The negative effects of sitting begin in as little as 15 minutes, so one strategy it to stand and move around every 15 minutes to allow the body to reset. That is challenging for many of us, myself included. We get involved in a project and hours go by before we even notice.

Anything an employee can do to increase their daily step count is recommended. Park the car farther from your workspace. Take stairs rather than elevators. Engage in walking meetings or standing meetings at the very least. Have a walking lunch. Take mass transit, which typically involves more activity to navigate.

Standing desks are a better option than chairs but have been shown to have detrimental effects unless the employee remains vigilant about moving around rather than standing in one spot for prolonged periods.

The simplest message is to stay upright and move as much as possible during the day.

What are the benefits to employers for encouraging healthy habits among their employees?

Bottom line — profits. Fewer sick days. Less absenteeism. Less presenteeism – yes, this actually exists. Keeping employees active also increases productivity and creativity.

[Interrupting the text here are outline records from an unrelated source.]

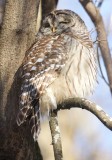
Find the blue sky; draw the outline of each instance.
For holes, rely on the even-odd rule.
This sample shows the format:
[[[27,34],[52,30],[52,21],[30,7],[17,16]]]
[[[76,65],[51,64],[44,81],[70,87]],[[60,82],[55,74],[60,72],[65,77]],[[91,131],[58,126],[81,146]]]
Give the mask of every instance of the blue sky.
[[[91,22],[89,16],[84,11],[83,7],[80,5],[78,0],[60,0],[58,4],[58,9],[70,9],[74,12],[78,13],[81,18],[85,21],[88,30],[94,30],[95,27]],[[104,19],[105,28],[108,35],[109,47],[112,48],[112,0],[104,0],[102,7],[100,8],[101,15]],[[95,39],[96,33],[92,34],[92,38]],[[101,65],[106,76],[105,67],[103,65],[103,61],[101,59]],[[98,73],[98,81],[99,84],[96,87],[94,94],[91,96],[91,100],[96,104],[99,104],[103,107],[103,109],[112,116],[112,97],[110,96],[109,88],[105,84],[105,82],[100,78]],[[92,117],[92,118],[91,118]],[[101,122],[93,115],[89,115],[88,119],[94,121],[95,129],[97,129],[100,137],[99,144],[105,150],[110,150],[112,148],[112,132],[108,130]],[[83,136],[82,136],[83,137]],[[112,154],[111,154],[112,155]]]

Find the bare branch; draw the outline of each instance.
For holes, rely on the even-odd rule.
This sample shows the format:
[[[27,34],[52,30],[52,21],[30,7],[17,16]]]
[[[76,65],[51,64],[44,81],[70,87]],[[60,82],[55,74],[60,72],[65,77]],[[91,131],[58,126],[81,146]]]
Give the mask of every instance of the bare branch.
[[[112,59],[111,59],[111,54],[110,54],[110,50],[107,42],[106,31],[105,31],[101,14],[91,0],[79,0],[79,1],[84,7],[84,9],[87,11],[87,13],[89,14],[94,25],[96,26],[98,40],[99,40],[99,47],[100,47],[104,64],[106,67],[110,91],[112,94]],[[105,41],[102,41],[102,40],[105,40]]]
[[[58,110],[82,108],[93,113],[108,129],[112,131],[112,117],[109,117],[103,109],[95,103],[84,98],[70,98],[58,105]]]
[[[109,83],[107,82],[104,74],[103,74],[103,71],[102,71],[102,68],[101,68],[101,64],[100,64],[100,58],[99,58],[99,53],[98,53],[98,46],[97,46],[97,59],[98,59],[98,65],[99,65],[99,69],[100,69],[100,73],[101,73],[101,78],[104,80],[104,82],[109,86]]]
[[[57,120],[57,111],[51,113],[49,125],[51,129],[55,160],[62,160],[63,159],[62,145],[61,145],[60,129]]]

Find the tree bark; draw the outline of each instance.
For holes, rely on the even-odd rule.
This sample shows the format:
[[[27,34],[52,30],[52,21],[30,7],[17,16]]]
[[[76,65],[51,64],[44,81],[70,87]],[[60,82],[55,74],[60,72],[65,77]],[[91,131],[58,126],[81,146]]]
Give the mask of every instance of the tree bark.
[[[0,29],[0,160],[42,160],[28,124],[16,124],[19,66],[35,40],[38,6],[39,0],[7,0],[5,5]]]

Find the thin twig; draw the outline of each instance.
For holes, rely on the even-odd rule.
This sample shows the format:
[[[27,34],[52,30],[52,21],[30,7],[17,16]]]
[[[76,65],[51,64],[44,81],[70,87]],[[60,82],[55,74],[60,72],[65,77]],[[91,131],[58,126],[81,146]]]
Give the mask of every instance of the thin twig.
[[[112,59],[111,54],[107,42],[106,31],[104,27],[104,23],[101,17],[99,10],[95,7],[94,3],[91,0],[79,0],[84,9],[87,11],[91,20],[93,21],[98,34],[99,47],[102,53],[102,57],[104,60],[105,68],[107,71],[107,76],[109,80],[110,91],[112,94]],[[105,41],[102,41],[102,40]]]
[[[57,111],[62,109],[82,108],[93,113],[108,129],[112,131],[112,117],[97,104],[84,98],[69,98],[58,105]]]
[[[109,83],[107,82],[104,74],[103,74],[103,71],[102,71],[102,68],[101,68],[101,64],[100,64],[100,58],[99,58],[99,53],[98,53],[98,45],[97,45],[97,59],[98,59],[98,65],[99,65],[99,69],[100,69],[100,73],[101,73],[101,78],[104,80],[104,82],[109,86]]]
[[[55,160],[63,160],[60,129],[57,120],[57,111],[51,112],[49,125],[52,135],[52,145],[54,149]]]

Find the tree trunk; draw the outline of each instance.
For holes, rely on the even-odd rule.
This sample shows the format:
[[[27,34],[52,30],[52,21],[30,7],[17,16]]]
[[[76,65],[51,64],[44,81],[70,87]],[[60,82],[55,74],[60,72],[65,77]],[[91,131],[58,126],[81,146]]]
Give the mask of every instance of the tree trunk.
[[[5,5],[0,29],[0,160],[42,160],[28,123],[16,124],[19,66],[35,40],[38,6],[39,0],[7,0]]]

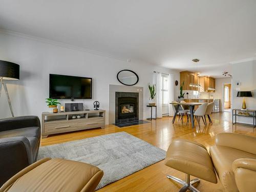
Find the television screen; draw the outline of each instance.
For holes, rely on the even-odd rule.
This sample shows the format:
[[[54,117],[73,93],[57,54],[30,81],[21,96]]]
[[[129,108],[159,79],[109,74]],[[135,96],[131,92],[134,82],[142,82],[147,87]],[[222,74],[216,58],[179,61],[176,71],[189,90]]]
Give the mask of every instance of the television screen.
[[[50,74],[49,97],[53,99],[91,99],[91,78]]]

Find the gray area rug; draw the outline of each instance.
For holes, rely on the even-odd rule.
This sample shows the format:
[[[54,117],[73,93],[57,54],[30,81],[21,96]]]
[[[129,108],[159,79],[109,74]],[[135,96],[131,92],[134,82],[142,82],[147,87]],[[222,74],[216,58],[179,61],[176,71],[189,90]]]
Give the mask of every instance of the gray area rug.
[[[166,152],[122,132],[40,147],[38,160],[62,158],[97,166],[104,176],[96,189],[165,158]]]

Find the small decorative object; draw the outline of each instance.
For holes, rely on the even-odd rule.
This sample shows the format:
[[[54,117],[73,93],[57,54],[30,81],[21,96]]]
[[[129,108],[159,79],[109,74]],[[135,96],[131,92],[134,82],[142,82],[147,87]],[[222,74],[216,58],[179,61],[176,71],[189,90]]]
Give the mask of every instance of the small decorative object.
[[[94,108],[94,110],[98,110],[99,108],[99,102],[98,101],[95,101],[93,103],[93,107]]]
[[[121,83],[125,86],[134,86],[139,81],[139,76],[134,71],[125,69],[118,72],[116,77]]]
[[[156,105],[156,101],[155,100],[155,97],[156,97],[156,85],[153,84],[151,86],[150,84],[148,84],[148,89],[150,90],[150,93],[148,104],[150,106],[155,106]]]
[[[246,110],[246,104],[245,103],[245,97],[252,97],[250,91],[238,91],[237,97],[243,97],[243,104],[242,105],[241,110]]]
[[[47,103],[47,105],[49,109],[49,113],[53,113],[53,109],[57,108],[58,104],[60,104],[60,103],[58,102],[58,99],[51,99],[48,98],[46,99],[47,100],[46,103]]]
[[[60,106],[60,112],[64,112],[64,106]]]

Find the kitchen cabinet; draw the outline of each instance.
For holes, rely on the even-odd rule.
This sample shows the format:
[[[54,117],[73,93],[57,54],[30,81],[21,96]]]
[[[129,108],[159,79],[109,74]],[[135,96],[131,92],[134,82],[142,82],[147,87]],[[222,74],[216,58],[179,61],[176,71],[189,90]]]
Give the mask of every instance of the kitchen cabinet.
[[[210,89],[215,89],[215,79],[212,77],[200,76],[199,84],[201,86],[199,88],[200,92],[215,92],[215,90]]]

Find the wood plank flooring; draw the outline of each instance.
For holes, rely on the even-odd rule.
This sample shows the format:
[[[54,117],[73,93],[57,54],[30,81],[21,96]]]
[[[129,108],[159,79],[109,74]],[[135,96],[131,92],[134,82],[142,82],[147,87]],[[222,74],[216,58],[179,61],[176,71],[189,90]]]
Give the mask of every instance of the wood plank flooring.
[[[149,123],[119,128],[113,125],[107,125],[104,129],[95,129],[49,136],[42,139],[41,146],[95,137],[112,133],[125,132],[152,144],[166,151],[169,144],[176,138],[181,138],[199,142],[207,149],[214,144],[216,134],[221,132],[236,132],[256,136],[256,129],[232,125],[230,113],[212,114],[213,124],[204,126],[197,123],[192,129],[191,124],[186,125],[176,119],[172,123],[172,117],[165,117]],[[112,183],[97,191],[177,191],[181,185],[166,178],[167,174],[185,179],[185,174],[168,167],[161,161],[123,179]],[[193,178],[192,177],[192,179]],[[220,183],[218,184],[201,180],[197,186],[201,192],[224,191]]]

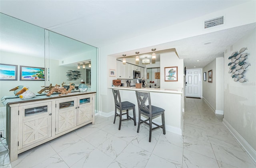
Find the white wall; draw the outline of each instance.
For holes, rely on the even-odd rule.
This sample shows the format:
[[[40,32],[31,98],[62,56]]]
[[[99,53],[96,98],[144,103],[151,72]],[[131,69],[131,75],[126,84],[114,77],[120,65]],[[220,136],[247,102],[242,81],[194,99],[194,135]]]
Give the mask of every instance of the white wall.
[[[99,71],[100,73],[98,76],[99,83],[100,84],[98,90],[100,97],[100,112],[108,114],[114,109],[112,94],[107,88],[111,86],[112,80],[116,79],[114,77],[109,77],[108,70],[116,69],[115,60],[117,57],[113,58],[110,55],[120,53],[119,55],[121,56],[121,53],[126,51],[140,52],[140,49],[148,47],[158,50],[157,47],[162,46],[165,43],[255,22],[256,21],[256,16],[254,14],[256,3],[255,1],[251,1],[125,40],[101,46],[99,48]],[[241,9],[246,10],[243,10],[242,12],[234,12],[240,11]],[[204,20],[223,15],[227,21],[224,25],[212,28],[205,29],[203,28]],[[188,27],[189,28],[188,29]],[[154,40],[152,40],[152,34],[154,34]],[[161,50],[175,47],[165,44],[164,45],[165,47],[162,48]],[[177,52],[178,54],[178,51]],[[162,82],[161,84],[162,85]]]
[[[224,58],[216,58],[216,108],[215,113],[224,114],[223,76]]]
[[[223,122],[256,161],[256,29],[227,48],[224,57],[224,119]],[[234,51],[247,47],[244,73],[247,81],[234,82],[228,73],[230,60]]]
[[[180,59],[175,52],[161,54],[160,63],[160,80],[161,88],[175,89],[183,88],[184,82],[183,74],[184,67],[183,59]],[[178,81],[165,81],[164,67],[178,66]]]

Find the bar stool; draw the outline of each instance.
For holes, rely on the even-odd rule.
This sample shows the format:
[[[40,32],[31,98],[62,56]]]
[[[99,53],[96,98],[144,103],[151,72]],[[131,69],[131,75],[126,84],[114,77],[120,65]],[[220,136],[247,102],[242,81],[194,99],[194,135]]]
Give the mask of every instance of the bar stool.
[[[116,118],[117,116],[119,117],[119,128],[118,130],[121,129],[121,122],[122,121],[125,121],[128,120],[133,120],[134,123],[134,126],[136,125],[136,116],[135,114],[135,105],[133,103],[128,101],[122,102],[119,90],[112,89],[113,94],[115,100],[115,118],[114,120],[114,124],[116,122]],[[116,109],[119,110],[119,114],[116,112]],[[129,110],[132,109],[133,111],[133,117],[131,117],[129,116]],[[126,110],[126,112],[125,113],[122,113],[122,111]],[[122,115],[126,114],[126,118],[122,119]]]
[[[140,130],[140,124],[144,123],[149,126],[149,142],[151,142],[151,135],[152,130],[155,130],[159,128],[163,129],[163,133],[165,135],[165,123],[164,122],[164,110],[160,107],[156,107],[151,105],[151,100],[149,92],[142,92],[136,91],[137,100],[138,101],[138,105],[139,108],[139,121],[138,122],[138,130],[137,132],[139,133]],[[146,102],[148,101],[146,105]],[[145,120],[141,119],[141,114],[148,117],[148,118]],[[162,125],[160,126],[152,122],[152,118],[154,117],[162,116]],[[149,121],[149,122],[147,121]],[[152,128],[152,124],[156,126]]]

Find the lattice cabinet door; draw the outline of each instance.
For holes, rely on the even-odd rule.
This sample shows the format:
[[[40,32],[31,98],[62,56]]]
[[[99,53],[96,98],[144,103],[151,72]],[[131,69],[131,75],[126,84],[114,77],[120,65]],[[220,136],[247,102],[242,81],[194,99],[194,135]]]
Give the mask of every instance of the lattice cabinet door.
[[[78,98],[77,125],[91,120],[92,118],[92,96]]]
[[[20,106],[18,122],[18,149],[50,137],[52,102]]]
[[[76,126],[77,99],[72,98],[56,101],[56,134]]]

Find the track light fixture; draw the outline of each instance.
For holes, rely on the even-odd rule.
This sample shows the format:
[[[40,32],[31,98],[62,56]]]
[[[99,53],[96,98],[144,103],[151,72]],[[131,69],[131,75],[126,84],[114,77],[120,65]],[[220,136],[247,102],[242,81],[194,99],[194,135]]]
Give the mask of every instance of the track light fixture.
[[[153,51],[153,54],[152,54],[152,60],[156,60],[156,53],[155,53],[155,51],[156,50],[156,48],[152,48],[151,51]]]
[[[138,55],[138,54],[139,54],[140,52],[137,51],[135,52],[135,54],[137,54],[137,56],[135,58],[135,62],[137,64],[139,64],[139,61],[140,60],[140,59],[139,58],[139,56]]]

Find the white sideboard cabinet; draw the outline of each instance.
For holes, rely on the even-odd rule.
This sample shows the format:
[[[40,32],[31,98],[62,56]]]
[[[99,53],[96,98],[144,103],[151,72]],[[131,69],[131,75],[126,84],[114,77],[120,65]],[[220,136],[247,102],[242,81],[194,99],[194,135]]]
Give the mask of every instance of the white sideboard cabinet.
[[[18,98],[6,105],[10,161],[18,154],[94,122],[95,92]]]

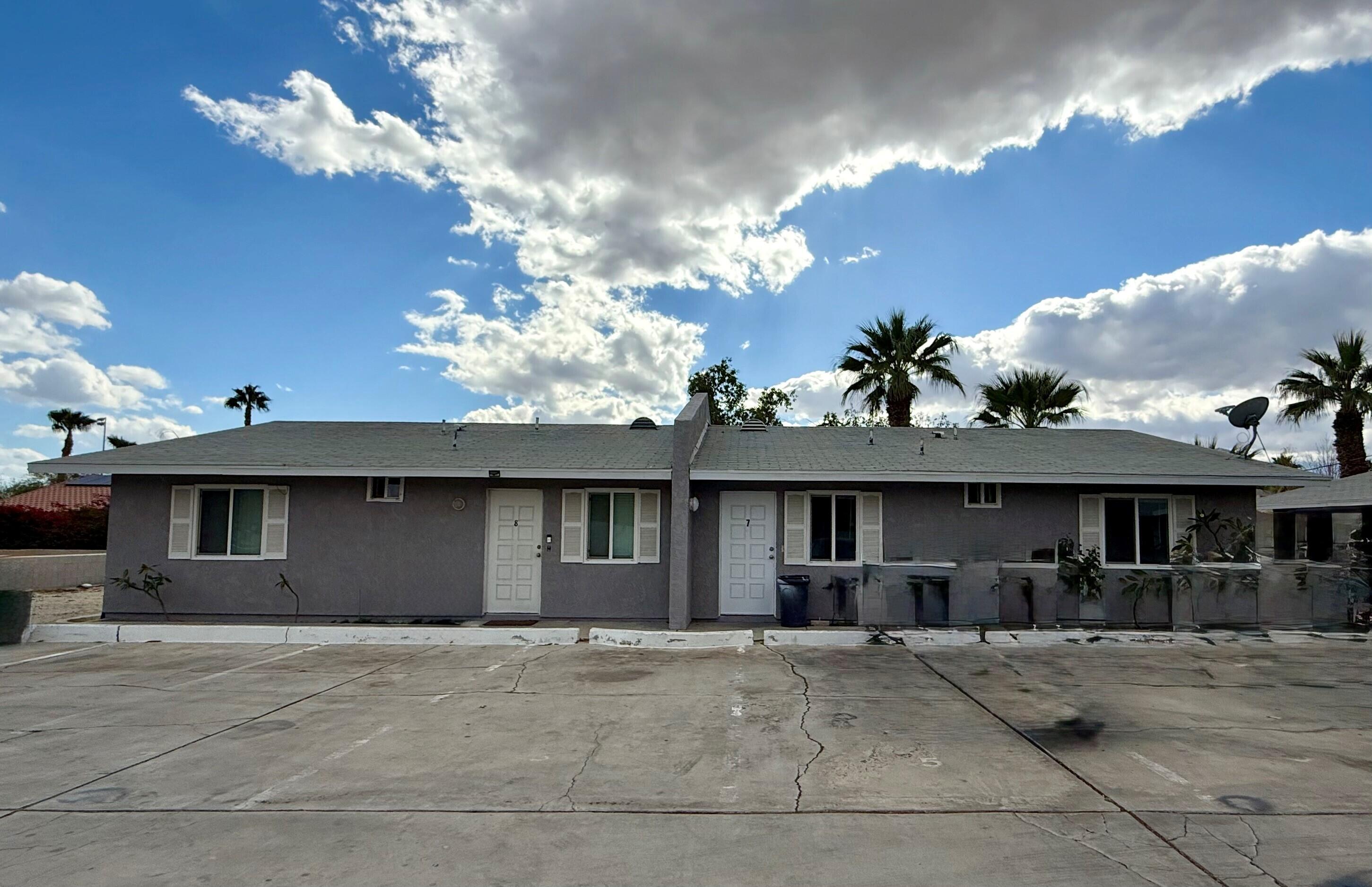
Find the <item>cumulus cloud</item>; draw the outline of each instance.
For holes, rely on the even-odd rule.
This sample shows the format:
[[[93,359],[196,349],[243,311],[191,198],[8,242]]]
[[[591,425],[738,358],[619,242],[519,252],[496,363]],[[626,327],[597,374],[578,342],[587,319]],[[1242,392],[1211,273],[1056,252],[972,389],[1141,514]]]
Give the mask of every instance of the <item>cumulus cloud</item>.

Walking while working keeps employees more engaged and happier.

Any company performing a cost-benefit analysis of implementing treadmill desks in the office will soon realize that there was a reason mother nature designed us to stay upright and moving and not confined to a $1,000 ergonomic chair.

From an insurance perspective, why should companies seek out ways to make their workplace healthier?

I touched earlier on the $300,000 average lifetime cost of care for a Type II diabetic employee. Unfortunately, the insurance industry will end up with these bills one way or another.

Our medical spending costs in this country are 17% of GDP, with totals in excess of $1.2 trillion per year. These costs have been escalating at ever-increasing rates as well, placing a tremendous burden on the economy and the health insurance industry in particular. A majority of this money is spent on caring for health conditions after it is too late to reverse their course. Very little is spent on preventative measures.

America needs to change its thinking about workplace health and proactively redesign the office in a way that eradicates sedentary environments. I sincerely believe that the insurance industry should reward companies that engage in “active workplace initiatives” with lower premiums.

Some day in the near future insurance innovators will begin actively offering reduced price TrekDesks to their policy holders in order to improve health and reduce long-term costs. Top down leadership in the Movement Revolution is essential if this message is to ever take effect. The insurance industry is well positioned to take that lead.

The information in this article was obtained from various sources. This content is offered for educational purposes only and does not represent contractual agreements, nor is it intended to replace manuals or instructions provided by the manufacturer or the advice of a qualified professional. The definitions, terms and coverage in a given policy may be different than those suggested here and such policy will be governed by the language contained therein. No warranty or appropriateness for a specific purpose is expressed or implied.